First, it is critical for each organization to understand its own goals and objectives before even entering into a partnership or collaboration.Otherwise the mission of the organization’s sustainability strategy will be compromised, and the collaborative group will not be working in a space of comparative advantage. Prioritization at this stage is important, because it takes time and patience to capture all ongoing activity and developments, to determine where there are gaps and needs for partners, so being clear about what is most strategic is key.
Once priorities and specific gaps are clear, the next step is to clarify which existing or potential partners have similar goals, and where there are complementary skill sets to address glaring gaps. Preparation around joint action must happen before a partnership is solidified. This involves ensuring goals are aligned among partners, quantitative outcomes are defined, processes made clear and roles identified. Only then can the collaboration begin effective implementation. Having a clear sense of partnering criteria, what strengths each of the potential partners bring to the collaboration and the specific action items for each partner is critical.

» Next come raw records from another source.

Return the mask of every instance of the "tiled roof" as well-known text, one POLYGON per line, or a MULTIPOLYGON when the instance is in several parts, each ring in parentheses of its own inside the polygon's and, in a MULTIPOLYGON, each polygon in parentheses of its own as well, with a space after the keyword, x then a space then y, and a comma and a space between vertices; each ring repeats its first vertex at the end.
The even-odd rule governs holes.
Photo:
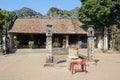
POLYGON ((18 18, 9 33, 46 33, 46 25, 53 25, 54 34, 86 34, 77 19, 18 18))

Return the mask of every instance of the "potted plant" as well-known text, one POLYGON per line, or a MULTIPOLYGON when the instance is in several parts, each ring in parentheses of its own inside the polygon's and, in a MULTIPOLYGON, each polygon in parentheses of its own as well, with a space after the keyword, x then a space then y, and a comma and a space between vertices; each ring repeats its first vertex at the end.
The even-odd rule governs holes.
POLYGON ((29 48, 33 48, 34 47, 34 41, 29 41, 28 46, 29 46, 29 48))
POLYGON ((15 48, 19 48, 20 42, 16 39, 14 40, 15 48))

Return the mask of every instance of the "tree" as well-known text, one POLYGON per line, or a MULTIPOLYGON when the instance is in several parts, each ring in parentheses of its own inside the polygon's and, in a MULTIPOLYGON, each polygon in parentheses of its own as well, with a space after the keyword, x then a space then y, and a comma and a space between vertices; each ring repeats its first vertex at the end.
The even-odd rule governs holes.
POLYGON ((120 24, 120 0, 81 0, 78 19, 85 24, 106 26, 120 24))
MULTIPOLYGON (((78 19, 94 28, 103 29, 104 44, 107 42, 105 35, 107 28, 120 24, 120 0, 80 0, 82 7, 78 13, 78 19)), ((105 49, 105 45, 103 46, 105 49)))

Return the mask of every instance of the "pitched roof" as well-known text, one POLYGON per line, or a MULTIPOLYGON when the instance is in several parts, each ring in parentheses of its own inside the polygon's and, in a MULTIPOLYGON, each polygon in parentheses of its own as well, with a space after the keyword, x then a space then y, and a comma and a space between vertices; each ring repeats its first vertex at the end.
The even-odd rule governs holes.
POLYGON ((46 33, 46 25, 53 25, 54 34, 86 34, 77 19, 18 18, 9 33, 46 33))

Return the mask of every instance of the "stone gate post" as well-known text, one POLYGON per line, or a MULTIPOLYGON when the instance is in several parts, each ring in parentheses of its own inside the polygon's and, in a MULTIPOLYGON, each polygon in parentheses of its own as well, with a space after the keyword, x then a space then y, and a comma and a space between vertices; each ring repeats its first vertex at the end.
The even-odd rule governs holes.
POLYGON ((47 63, 53 62, 52 57, 52 25, 46 26, 46 49, 47 49, 47 63))
POLYGON ((87 30, 87 48, 88 48, 88 60, 91 61, 93 59, 93 50, 94 50, 94 29, 89 27, 87 30))

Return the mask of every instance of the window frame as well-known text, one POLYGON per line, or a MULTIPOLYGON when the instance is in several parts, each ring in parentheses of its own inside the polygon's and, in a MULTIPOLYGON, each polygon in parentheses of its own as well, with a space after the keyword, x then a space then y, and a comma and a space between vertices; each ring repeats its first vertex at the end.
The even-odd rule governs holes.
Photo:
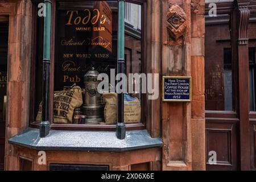
MULTIPOLYGON (((96 0, 101 1, 102 0, 96 0)), ((51 129, 52 130, 80 130, 80 131, 113 131, 115 130, 116 125, 81 125, 81 124, 73 124, 73 123, 53 123, 53 92, 54 92, 54 65, 55 60, 55 34, 56 34, 56 2, 68 2, 71 0, 52 0, 52 25, 51 25, 51 75, 50 75, 50 126, 51 129)), ((72 1, 74 3, 79 3, 81 1, 92 1, 92 0, 75 0, 72 1)), ((31 112, 30 114, 30 125, 32 127, 39 128, 40 124, 36 123, 35 119, 35 70, 36 70, 36 61, 37 51, 43 51, 43 49, 40 50, 36 49, 36 42, 38 38, 36 38, 36 3, 39 3, 40 1, 34 1, 32 7, 32 46, 31 46, 31 100, 30 100, 30 108, 31 112)), ((141 51, 142 53, 142 73, 147 73, 147 64, 146 59, 146 15, 147 15, 147 7, 146 0, 126 0, 126 2, 133 3, 141 5, 142 7, 142 20, 141 20, 141 32, 142 32, 142 40, 141 40, 141 51)), ((40 60, 39 60, 40 61, 40 60)), ((43 61, 43 60, 42 60, 43 61)), ((146 129, 146 105, 147 103, 146 99, 146 94, 142 93, 141 100, 141 120, 140 123, 126 123, 126 129, 127 130, 137 130, 146 129)))

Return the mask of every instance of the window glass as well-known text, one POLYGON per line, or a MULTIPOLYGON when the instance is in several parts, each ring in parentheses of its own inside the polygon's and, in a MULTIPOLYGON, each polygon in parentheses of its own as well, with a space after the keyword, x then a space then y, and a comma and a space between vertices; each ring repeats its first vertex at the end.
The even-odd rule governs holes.
POLYGON ((205 110, 233 110, 229 16, 205 17, 205 110))
MULTIPOLYGON (((126 7, 127 5, 130 7, 125 10, 125 73, 128 85, 128 74, 139 74, 143 70, 142 7, 129 3, 126 3, 126 7), (126 20, 128 14, 129 21, 126 20)), ((97 85, 100 81, 97 80, 97 77, 101 73, 108 76, 108 91, 119 81, 112 81, 117 75, 118 13, 116 1, 56 2, 53 123, 115 124, 117 94, 99 93, 97 85), (82 118, 85 118, 84 121, 82 118)), ((37 66, 39 69, 42 69, 41 57, 37 66)), ((141 97, 136 93, 125 95, 126 123, 141 122, 141 97)), ((39 111, 35 114, 36 121, 40 117, 38 114, 42 109, 41 98, 36 102, 39 111)))
POLYGON ((249 49, 249 82, 250 82, 250 110, 256 111, 256 64, 255 64, 255 48, 250 47, 249 49))

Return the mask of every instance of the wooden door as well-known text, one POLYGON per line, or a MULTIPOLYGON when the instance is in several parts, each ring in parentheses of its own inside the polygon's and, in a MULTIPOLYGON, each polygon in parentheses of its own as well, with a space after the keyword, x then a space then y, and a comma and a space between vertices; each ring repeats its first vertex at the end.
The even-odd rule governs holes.
POLYGON ((0 22, 0 170, 5 161, 8 23, 0 22))

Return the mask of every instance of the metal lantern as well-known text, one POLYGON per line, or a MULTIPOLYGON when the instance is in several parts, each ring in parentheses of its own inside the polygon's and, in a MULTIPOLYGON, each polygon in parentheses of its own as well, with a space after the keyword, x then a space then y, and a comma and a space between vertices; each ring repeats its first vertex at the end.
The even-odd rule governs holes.
POLYGON ((98 92, 97 87, 100 80, 97 80, 99 73, 92 68, 84 76, 85 94, 82 106, 82 113, 86 115, 85 123, 98 124, 104 121, 104 105, 101 94, 98 92))

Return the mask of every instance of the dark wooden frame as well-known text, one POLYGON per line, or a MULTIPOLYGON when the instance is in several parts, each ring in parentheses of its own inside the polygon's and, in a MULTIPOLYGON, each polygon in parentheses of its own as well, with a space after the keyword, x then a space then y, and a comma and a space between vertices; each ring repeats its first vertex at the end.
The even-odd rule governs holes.
MULTIPOLYGON (((205 15, 209 10, 208 5, 205 4, 205 15)), ((228 14, 230 16, 234 111, 205 111, 207 123, 226 123, 235 127, 237 132, 237 139, 234 141, 237 143, 237 164, 232 164, 237 166, 233 169, 237 167, 242 170, 255 170, 256 165, 256 112, 250 111, 249 107, 249 46, 247 42, 238 41, 248 38, 246 26, 249 21, 243 20, 249 18, 249 10, 251 16, 255 16, 256 2, 235 0, 217 3, 218 14, 228 14), (238 22, 239 19, 242 20, 238 22)))
MULTIPOLYGON (((101 0, 97 0, 101 1, 101 0)), ((115 125, 76 125, 76 124, 59 124, 53 123, 53 96, 54 90, 54 60, 55 60, 55 26, 56 26, 56 3, 57 1, 70 1, 70 0, 55 0, 52 1, 52 34, 51 34, 51 76, 50 76, 50 103, 51 103, 51 109, 50 109, 50 123, 51 123, 51 129, 53 130, 85 130, 85 131, 115 131, 116 126, 115 125)), ((75 1, 77 2, 79 1, 92 1, 91 0, 77 0, 75 1)), ((75 3, 75 1, 74 3, 75 3)), ((138 4, 142 6, 142 73, 148 73, 147 71, 147 64, 146 60, 146 38, 147 38, 147 31, 146 30, 146 14, 147 14, 147 8, 146 8, 146 0, 126 0, 126 2, 134 3, 138 4)), ((33 1, 34 2, 39 2, 40 1, 33 1)), ((36 9, 34 5, 33 6, 33 15, 36 14, 36 9)), ((32 25, 34 26, 34 28, 32 31, 32 43, 34 45, 36 45, 36 38, 35 36, 36 35, 36 15, 32 18, 32 25)), ((35 46, 32 46, 32 52, 34 53, 32 55, 32 63, 31 63, 31 99, 30 101, 30 126, 32 127, 39 128, 39 124, 36 123, 34 121, 34 115, 35 115, 35 59, 36 59, 36 48, 35 46)), ((141 113, 141 122, 138 123, 131 123, 131 124, 126 124, 126 128, 127 130, 143 130, 146 129, 146 125, 147 122, 147 112, 146 109, 143 109, 146 107, 147 104, 146 100, 146 94, 142 94, 142 113, 141 113)))

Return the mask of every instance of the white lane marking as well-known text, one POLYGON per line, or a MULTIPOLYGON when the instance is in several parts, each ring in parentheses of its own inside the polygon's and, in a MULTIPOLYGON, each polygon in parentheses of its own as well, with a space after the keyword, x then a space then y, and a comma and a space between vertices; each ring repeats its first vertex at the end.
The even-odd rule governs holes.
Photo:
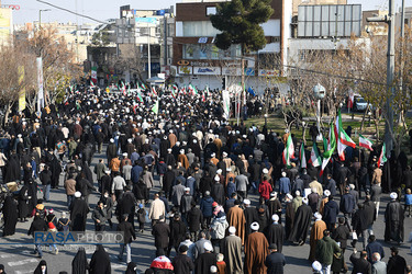
POLYGON ((26 259, 26 260, 21 260, 18 262, 8 262, 9 266, 16 266, 16 265, 23 265, 27 263, 37 263, 37 259, 26 259))

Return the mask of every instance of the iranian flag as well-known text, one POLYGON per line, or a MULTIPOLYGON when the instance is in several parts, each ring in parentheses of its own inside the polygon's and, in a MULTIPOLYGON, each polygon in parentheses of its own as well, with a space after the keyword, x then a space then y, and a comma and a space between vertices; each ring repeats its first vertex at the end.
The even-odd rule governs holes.
POLYGON ((335 139, 335 134, 333 133, 333 124, 331 124, 331 128, 329 130, 327 150, 323 153, 322 169, 321 169, 321 174, 320 174, 321 176, 329 161, 331 160, 332 155, 335 151, 335 149, 336 149, 336 139, 335 139))
POLYGON ((302 142, 302 145, 300 145, 299 159, 300 159, 300 167, 302 169, 308 168, 307 157, 304 156, 304 145, 303 145, 303 142, 302 142))
POLYGON ((383 165, 383 163, 387 162, 387 145, 385 145, 383 142, 383 146, 382 146, 382 151, 380 151, 380 156, 379 156, 379 159, 378 159, 378 168, 380 168, 380 165, 383 165))
POLYGON ((198 90, 196 89, 196 87, 193 85, 193 84, 189 84, 189 90, 190 90, 190 92, 192 93, 192 95, 194 95, 194 94, 199 94, 199 92, 198 92, 198 90))
POLYGON ((312 163, 313 167, 319 167, 322 163, 322 157, 319 153, 316 142, 313 142, 312 151, 311 151, 311 159, 309 159, 309 162, 312 163))
POLYGON ((157 92, 156 92, 155 87, 152 87, 152 94, 155 95, 155 96, 157 96, 157 92))
POLYGON ((341 110, 338 111, 337 117, 335 121, 335 136, 336 136, 336 145, 337 145, 337 155, 339 156, 341 161, 345 161, 346 147, 355 148, 356 144, 355 141, 350 139, 350 137, 343 129, 341 110))
POLYGON ((286 164, 287 168, 290 168, 290 159, 294 158, 294 146, 292 141, 291 134, 289 134, 288 140, 286 141, 286 147, 283 150, 283 163, 286 164))
POLYGON ((137 99, 141 101, 141 103, 143 103, 143 98, 140 90, 137 91, 137 99))
POLYGON ((368 140, 367 138, 365 138, 363 135, 359 134, 359 147, 374 150, 372 145, 374 142, 371 142, 370 140, 368 140))
POLYGON ((355 100, 355 93, 354 91, 349 91, 349 96, 348 96, 348 100, 347 100, 347 107, 348 109, 353 109, 354 107, 354 100, 355 100))
POLYGON ((152 107, 154 114, 159 112, 159 100, 156 101, 156 104, 152 107))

Once a partnership is underway, taking the time to evaluate its effectiveness in both filling in gaps your prioritization exercise identified,and providing additional value, is worthwhile on a regular basis. Partners are partners for a reason: they help you help them. This special dynamic is not permanent. Missions will shift, geographical priorities will change and staff will come and go. Partnerships may change and that is ok. Putting in place a specified, regular check-in point on each partnership will ensure your partnership is built around trust, honesty and integrity of the work. This will also manage the right approach to refine and adjust as the collaborative work progresses.
With the right process in place to identify partners and understand mutual goals and joint outcomes, collaboration and effective engagement with others can be made much more actionable, rewarding and deliver benefit that far exceeds any costs.